Besides, as the price per litre in the international oil market July was $0.641, it stood at $0.792 in the last week of August.

This means that the landing cost of PMS stands at about N728.64 per litre compared to the N529 it was July 2023.

The addition of freight costs, lightering costs (STS), distribution margin, ancillary costs by Nigerian Midstream Downstream Regulatory Authority (NMDPRA), Nigerian Port Authority (NPA) and Nigerian Maritime Administration and Safety Agency (NIMASA) as well as marketers’ margin stands at about N90 to N105.
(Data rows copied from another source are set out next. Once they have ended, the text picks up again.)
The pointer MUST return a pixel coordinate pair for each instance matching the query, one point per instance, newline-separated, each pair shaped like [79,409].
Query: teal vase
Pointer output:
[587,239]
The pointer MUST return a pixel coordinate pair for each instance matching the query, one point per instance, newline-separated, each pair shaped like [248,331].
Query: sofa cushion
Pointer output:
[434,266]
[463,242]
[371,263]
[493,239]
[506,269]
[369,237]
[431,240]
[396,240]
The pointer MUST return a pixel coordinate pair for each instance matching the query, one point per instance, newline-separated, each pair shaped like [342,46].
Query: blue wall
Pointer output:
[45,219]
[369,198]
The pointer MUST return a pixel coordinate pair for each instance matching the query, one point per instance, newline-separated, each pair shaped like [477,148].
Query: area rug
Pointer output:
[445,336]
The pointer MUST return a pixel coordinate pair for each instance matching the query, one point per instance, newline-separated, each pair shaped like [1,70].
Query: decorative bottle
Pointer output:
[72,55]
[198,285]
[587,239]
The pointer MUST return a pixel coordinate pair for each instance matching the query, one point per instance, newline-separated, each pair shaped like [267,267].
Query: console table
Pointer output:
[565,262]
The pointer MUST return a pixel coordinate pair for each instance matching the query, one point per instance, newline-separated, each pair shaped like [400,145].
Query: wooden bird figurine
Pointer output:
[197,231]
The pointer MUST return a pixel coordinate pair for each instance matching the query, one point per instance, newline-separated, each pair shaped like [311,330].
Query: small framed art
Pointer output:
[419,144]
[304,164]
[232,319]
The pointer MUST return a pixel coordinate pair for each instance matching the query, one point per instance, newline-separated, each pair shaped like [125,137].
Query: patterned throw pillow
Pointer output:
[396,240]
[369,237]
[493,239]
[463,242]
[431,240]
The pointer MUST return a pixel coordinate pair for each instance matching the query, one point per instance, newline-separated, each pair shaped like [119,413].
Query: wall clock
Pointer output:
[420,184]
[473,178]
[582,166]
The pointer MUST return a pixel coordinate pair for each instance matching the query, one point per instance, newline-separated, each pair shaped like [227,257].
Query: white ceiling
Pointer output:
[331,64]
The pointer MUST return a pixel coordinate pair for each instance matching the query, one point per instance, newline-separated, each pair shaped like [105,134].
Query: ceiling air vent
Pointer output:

By implication, the pump price of PMS should hover between N818 and N833 per litre, depending on a consumer’s city of residence in the country. With these developments, the average subsidy on every litre is about N200 per litre.

This is about N10.6 billion daily and N318 billion monthly.

Comparative oil prices in selected African countries

As of September 5, 2023, the pump price of PMS in Cameroon is N1,082.70 per litre, in Benin, it was N1,008.90, in Sierra Leone, it stood at N1,143, N1,037 in Togo, N1,047 in Ghana and N1,258.20 in Guinea.

When the current pump price is compared with other deregulated products in the country, diesel and kerosene are selling between N800 and N900 per litre.

“The price of kerosene/jet fuel in the international market as of August was $1,036.60 per metric tonne, which was almost the same as PMS.

Diesel in the international level traded lower during the period at $952.85 per metric tonne.

MOMAN, which had regularly provided a pricing update, had suspended it.

A source at the organisation reportedly said there was an instruction to not share the update because the government has stated there would be no price increase.

Although the exchange rate at the NAFEX window traded for N769.93 Monday, September 4, several marketers said they were unable to source Foreign Exchange from the window, and as such could not import despite obtaining licences from the Nigerian Midstream Downstream Regulatory Authority (NMDPRA).

Speaking on the development, a top marketer reportedly said: “NNPC unofficially, has been told to subsidise PMS through exchange rates. They are getting dollars from crude oil sales.

“It is their money; they can decide to do with the exchange rate at N1 to $1 or N915 to $1, whatever they do, it is in their books, they aren’t looking for Forex anywhere.

“But we marketers have to go out and look for Forex, and it is this Forex that is impacting what we sell.”

The oil dealer also disclosed if the situation persists, most Nigerian oil marketers would be out of business in no time.

Benneth Korie, National President, Natural Oil and Gas Suppliers Association of Nigeria (NOGASA), who had decried the prevailing development in the sector said: “We are suffering too much. We are losing money on a daily basis.

“That is what we do. We borrowed money from the banks and some of us cannot pay again.

“We are in trouble. There is a need for the government to come into this matter urgently, otherwise we will have a problem.”

Korie also noted: “Definitely, the price of PMS will go up as much as the dollar price goes up. If you are exchanging $1 for N950, it will go up.”

Against the provisions of the Petroleum Industry Act (PIA), Nigeria needs an estimated $15 billion to import almost 100 per cent of its PMS demand in a year as the local refineries are dormant.

Any energy transition plan before petrol subsidy removal in Nigeria?

While marketers had raised concerns that there was no transition plan in place before subsidy was removed, some of them predicted the current situation where Foreign Exchange crisis would humble the much-trumpeted deregulation of the downstream sector in the economy.

Tunji Oyebanji, former Chairman of the Oil Marketers Association of Nigeria (MOMAN), had earlier warned proper approach to the subsidy removal was sacrosanct.

Oyebanji was quoted to have stated: “We are saying that there has to be a very clear roadmap so that all stakeholders can be carried along. For me, this is very critical.

“For example, at the point we will remove subsidies, will other products be imported? We can’t wait until the day subsidy will be removed before we know.

“If they are importing, we need to have placed an order.

“If NNPC will be importing, we need to know. Everyone needs to be on the same page.”